Impossible to march against it in our weakened condition.

He paused for her to complete the sentence.

... Must camp here till it abates....

"Have you got that?" Lloyd nodded.

... Made soup of the last of the dog-meat this afternoon.... Our last pemmican gone.

There was a pause; then Bennett resumed:

December 1st, Wednesday—Everybody getting weaker.... Metz breaking down.... Sent Adler to the shore to gather shrimps ... we had about a mouthful apiece at noon ... supper, a spoonful of glycerine and hot water.
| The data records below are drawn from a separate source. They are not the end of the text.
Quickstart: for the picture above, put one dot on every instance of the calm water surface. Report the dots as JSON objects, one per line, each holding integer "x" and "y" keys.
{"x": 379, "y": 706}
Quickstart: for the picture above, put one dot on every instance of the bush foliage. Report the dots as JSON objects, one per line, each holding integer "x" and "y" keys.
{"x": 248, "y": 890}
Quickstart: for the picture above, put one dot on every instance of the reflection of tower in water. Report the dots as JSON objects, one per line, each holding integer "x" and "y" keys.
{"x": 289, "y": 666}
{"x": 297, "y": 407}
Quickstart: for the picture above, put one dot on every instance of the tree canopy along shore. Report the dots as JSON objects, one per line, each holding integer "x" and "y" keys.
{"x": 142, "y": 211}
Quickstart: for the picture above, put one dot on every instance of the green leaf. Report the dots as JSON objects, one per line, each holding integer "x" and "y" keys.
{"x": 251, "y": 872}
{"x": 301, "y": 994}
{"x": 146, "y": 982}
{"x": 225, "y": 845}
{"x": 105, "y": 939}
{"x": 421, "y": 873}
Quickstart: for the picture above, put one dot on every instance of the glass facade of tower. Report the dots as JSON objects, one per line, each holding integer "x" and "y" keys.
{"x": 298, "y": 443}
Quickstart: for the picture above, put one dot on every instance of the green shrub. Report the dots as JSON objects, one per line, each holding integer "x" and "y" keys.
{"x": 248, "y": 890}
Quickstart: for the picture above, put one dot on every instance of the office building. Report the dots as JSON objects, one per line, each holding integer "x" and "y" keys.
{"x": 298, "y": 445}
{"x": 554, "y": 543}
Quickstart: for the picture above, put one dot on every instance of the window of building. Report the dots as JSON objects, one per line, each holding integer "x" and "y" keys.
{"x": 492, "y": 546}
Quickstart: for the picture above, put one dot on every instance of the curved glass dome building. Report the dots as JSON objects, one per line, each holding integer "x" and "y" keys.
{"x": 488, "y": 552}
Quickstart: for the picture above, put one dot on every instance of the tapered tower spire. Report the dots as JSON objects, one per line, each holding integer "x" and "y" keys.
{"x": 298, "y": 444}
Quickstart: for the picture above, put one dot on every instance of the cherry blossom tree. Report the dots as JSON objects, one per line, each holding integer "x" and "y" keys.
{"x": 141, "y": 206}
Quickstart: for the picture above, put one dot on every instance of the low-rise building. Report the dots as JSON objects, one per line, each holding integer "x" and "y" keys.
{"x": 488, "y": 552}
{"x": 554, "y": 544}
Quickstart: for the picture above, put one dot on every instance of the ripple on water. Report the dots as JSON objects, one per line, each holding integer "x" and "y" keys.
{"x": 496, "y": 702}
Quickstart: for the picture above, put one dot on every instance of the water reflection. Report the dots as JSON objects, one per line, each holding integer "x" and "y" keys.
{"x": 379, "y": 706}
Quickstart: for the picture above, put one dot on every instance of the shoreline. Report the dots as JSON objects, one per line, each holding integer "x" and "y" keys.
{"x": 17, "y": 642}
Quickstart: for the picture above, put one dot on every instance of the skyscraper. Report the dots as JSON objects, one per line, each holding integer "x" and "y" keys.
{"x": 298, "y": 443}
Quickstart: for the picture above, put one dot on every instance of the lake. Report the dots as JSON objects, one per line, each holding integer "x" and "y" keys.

Lloyd put her hand to her temple, smoothing back her hair, her face turned away. As before, in the park, on that warm and glowing summer afternoon, a swift, clear vision of the Ice was vouchsafed to her. She saw the coast of Kolyuchin Bay—primordial desolation, whirling dust-like snow, the unleashed wind yelling like a sabbath of witches, leaping and somersaulting from rock to rock, folly-stricken and insensate in its hideous dance of death. Bennett continued. His voice insensibly lowered itself, a certain gravity of manner came upon him. At times he looked at the written pages in his hand with vague, unseeing eyes. No doubt he, too, was remembering.